Infinite Motion and 2-Distinguishability of Graphs and Groups

TL;DR

This paper extends the Motion Lemma to countably infinite groups, showing infinite motion guarantees 2-distinguishability in many cases, with implications for automorphism groups of graphs and orbit equivalence.

Contribution

It proves an infinitary version of the Motion Lemma for countably infinite groups and explores its implications for graph automorphisms and permutation group density.

Findings

Countably infinite groups with infinite motion are 2-distinguishable.

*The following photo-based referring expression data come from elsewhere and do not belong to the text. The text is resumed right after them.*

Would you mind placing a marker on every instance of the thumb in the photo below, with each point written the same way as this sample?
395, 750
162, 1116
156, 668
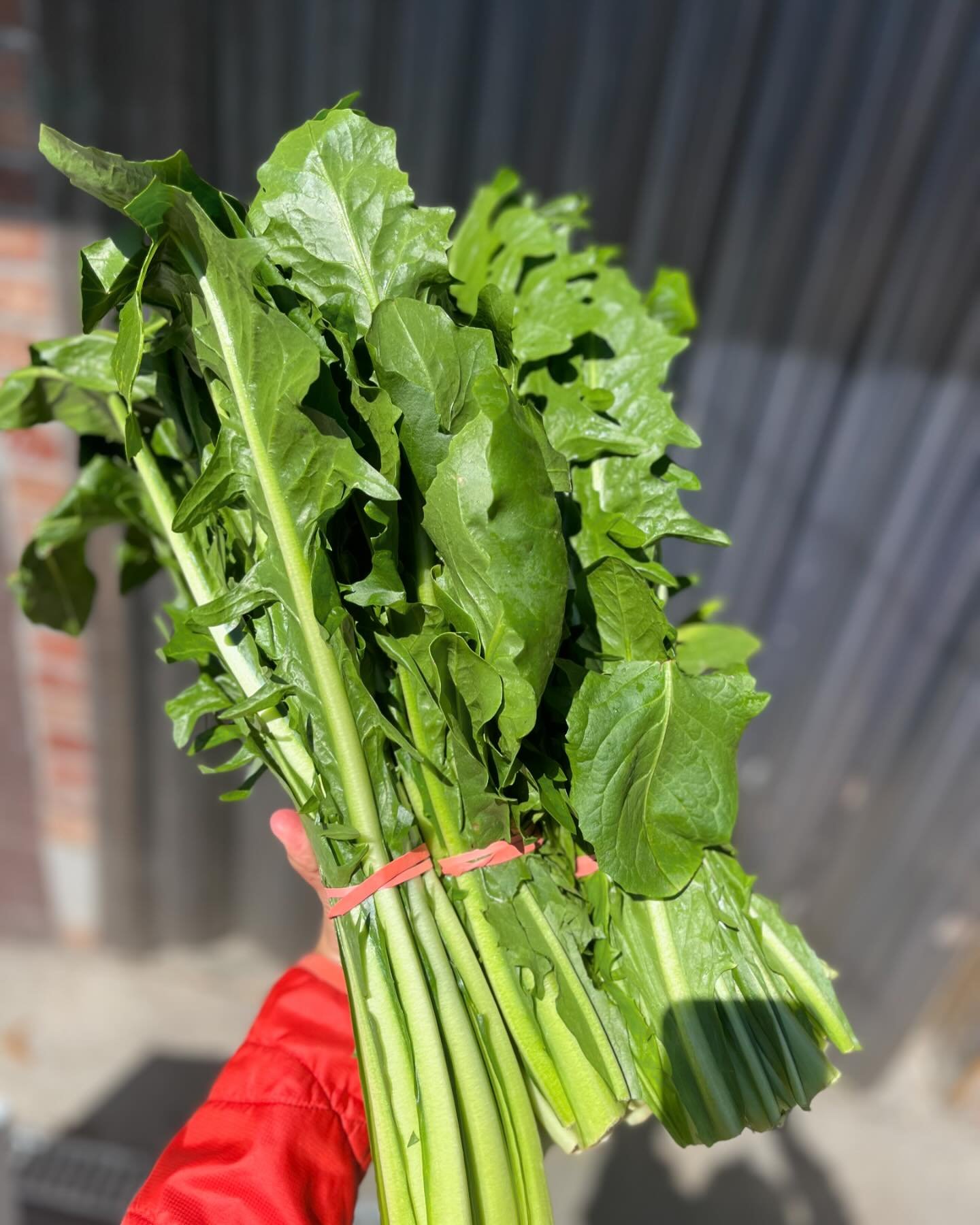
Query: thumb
287, 826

Every locally finite, connected graph with countably infinite automorphism group is 2-distinguishable.

Groups with infinite motion are dense among groups with infinite motion.

Abstract

A group A acting faithfully on a set X is 2-distinguishable if there is a 2-coloring of X that is not preserved by any nonidentity element of A, equivalently, if there is a proper subset of X with trivial setwise stabilizer. The motion of an element a in A is the number of points of X that are moved by a, and the motion of the group A is the minimal motion of its nonidentity elements. For finite A, the Motion Lemma says that if the motion of A is large enough (specifically at least 2 log_2 |A|), then the action is 2-distinguishable. For many situations where X has a combinatorial or algebraic structure, the Motion Lemma implies the action of Aut(X) on X is 2-distinguishable in all but finitely many instances. We prove an infinitary version of the Motion Lemma for countably infinite permutation groups, which states that infinite motion is large enough to guarantee 2-distinguishability. From this we deduce a number of results, including the fact that every locally finite, connected graph whose automorphism group is countably infinite is 2-distinguishable. One cannot extend the Motion Lemma to uncountable permutation groups, but nonetheless we prove that 2-distinguishable permutation groups with infinite motion are dense in the class of groups with infinite motion. We conjecture an extension of the Motion Lemma which we expect holds for a restricted class of uncountable permutation groups, and we conclude with a list of open questions. The consequences of our results are drawn for orbit equivalence of infinite permutation groups.